Cukup banyak hasil penelitian menunjukkan bahwa kegiatan debat dapat meningkatkan kemampuan berbicara sisiswa, kemampuan bertanya, kemampuan berargumen, kemampuan berdiskusi, kemampuan menganalisis isu, dan kemampuan berfikir kritis. Oleh karena itu, saatnya guru-guru sekolah atau dosen di PT mengadopsi kegiatan ini sebagai salah satu bentuk kegiatan pembelajaran di kelas. Pada saat yang sama, pihak sekolah/kampus perlu memberikan dukungan lebih pada pengembangan kegiatan debat di sekolah mereka. Membuat dan membina komunitas debat di sekolah/kampus adalah satu yang bisa dilakukan.

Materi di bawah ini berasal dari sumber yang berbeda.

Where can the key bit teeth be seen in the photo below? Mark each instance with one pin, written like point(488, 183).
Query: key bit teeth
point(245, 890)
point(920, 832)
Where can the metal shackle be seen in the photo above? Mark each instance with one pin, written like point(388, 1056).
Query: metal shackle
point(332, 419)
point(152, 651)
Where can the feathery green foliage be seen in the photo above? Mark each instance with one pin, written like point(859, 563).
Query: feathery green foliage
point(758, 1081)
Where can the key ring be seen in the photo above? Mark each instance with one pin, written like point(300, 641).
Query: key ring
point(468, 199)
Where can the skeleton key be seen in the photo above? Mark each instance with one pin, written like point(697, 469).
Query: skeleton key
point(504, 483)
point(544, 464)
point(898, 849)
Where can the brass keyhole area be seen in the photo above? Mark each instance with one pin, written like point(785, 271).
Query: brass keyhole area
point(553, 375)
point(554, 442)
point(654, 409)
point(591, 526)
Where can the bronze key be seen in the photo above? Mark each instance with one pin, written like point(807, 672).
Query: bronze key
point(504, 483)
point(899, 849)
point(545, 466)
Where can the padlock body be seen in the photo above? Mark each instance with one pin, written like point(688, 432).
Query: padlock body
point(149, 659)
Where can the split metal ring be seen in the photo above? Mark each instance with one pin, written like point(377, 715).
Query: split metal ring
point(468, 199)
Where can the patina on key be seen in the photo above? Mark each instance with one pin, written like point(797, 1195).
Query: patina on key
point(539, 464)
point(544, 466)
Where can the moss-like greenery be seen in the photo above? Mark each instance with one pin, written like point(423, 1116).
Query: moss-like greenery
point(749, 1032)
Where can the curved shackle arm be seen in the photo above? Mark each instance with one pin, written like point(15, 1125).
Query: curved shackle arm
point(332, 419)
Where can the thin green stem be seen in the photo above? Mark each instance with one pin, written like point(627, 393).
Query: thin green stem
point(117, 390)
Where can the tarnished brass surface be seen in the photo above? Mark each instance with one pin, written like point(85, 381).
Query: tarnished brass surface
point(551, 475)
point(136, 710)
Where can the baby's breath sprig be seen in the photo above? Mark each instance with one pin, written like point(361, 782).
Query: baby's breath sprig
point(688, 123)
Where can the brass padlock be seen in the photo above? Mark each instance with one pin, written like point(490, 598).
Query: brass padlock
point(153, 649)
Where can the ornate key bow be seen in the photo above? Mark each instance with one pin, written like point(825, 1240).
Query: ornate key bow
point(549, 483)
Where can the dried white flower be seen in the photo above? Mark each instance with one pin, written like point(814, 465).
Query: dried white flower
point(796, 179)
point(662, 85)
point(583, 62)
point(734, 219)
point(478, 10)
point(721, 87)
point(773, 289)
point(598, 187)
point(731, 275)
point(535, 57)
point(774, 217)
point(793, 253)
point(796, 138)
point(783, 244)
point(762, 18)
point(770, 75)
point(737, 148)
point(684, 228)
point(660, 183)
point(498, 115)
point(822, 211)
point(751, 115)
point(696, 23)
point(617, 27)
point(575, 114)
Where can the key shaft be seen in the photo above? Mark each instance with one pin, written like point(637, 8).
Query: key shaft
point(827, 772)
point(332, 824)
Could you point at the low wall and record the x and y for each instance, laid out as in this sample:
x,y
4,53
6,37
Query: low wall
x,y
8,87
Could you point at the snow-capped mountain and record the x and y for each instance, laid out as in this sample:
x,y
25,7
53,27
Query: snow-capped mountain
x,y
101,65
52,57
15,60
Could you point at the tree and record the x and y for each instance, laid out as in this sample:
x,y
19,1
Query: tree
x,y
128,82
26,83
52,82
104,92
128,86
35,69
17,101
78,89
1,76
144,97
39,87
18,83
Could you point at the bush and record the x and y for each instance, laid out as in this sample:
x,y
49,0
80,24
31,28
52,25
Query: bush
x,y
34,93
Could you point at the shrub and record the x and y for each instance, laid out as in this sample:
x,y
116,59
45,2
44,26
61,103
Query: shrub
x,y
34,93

Ke depan saya bayangkan jika semakin banyak siswa dan mahasiswa yang terbiasa dengan kegiatan debat, maka kita akan memperoleh siswa/mahasiswa yang tidak hanya siap ikut kompetisi debat sejenis NSDC atau NUDC, tetapi siswa yang juga memiliki wawasan yang luas, artkulatif, kritis, analitis, sekaligus rendah hati. Dalam jangka panjang, kemampuan berfikir tingkat tinggi ini tidak hanya memungkinkan siswa ini untuk tidak mudah termakan berita hoax dan sejenisnya, bukan tak mungkin mereka yang terbiasa berargumen ini akan muncul menjadi sosok-sosok pemimpin masa depan kita. Pemimpin yang artikulatif, berwawasan luas, bisa berargumen dengan bangsa lain di dunia, seperti yang dulu dicontohkan oleh para pendahulu bangsa seperti Sukarno, Haji Agus Salim, dan M Natsir. Wallahu a’alam.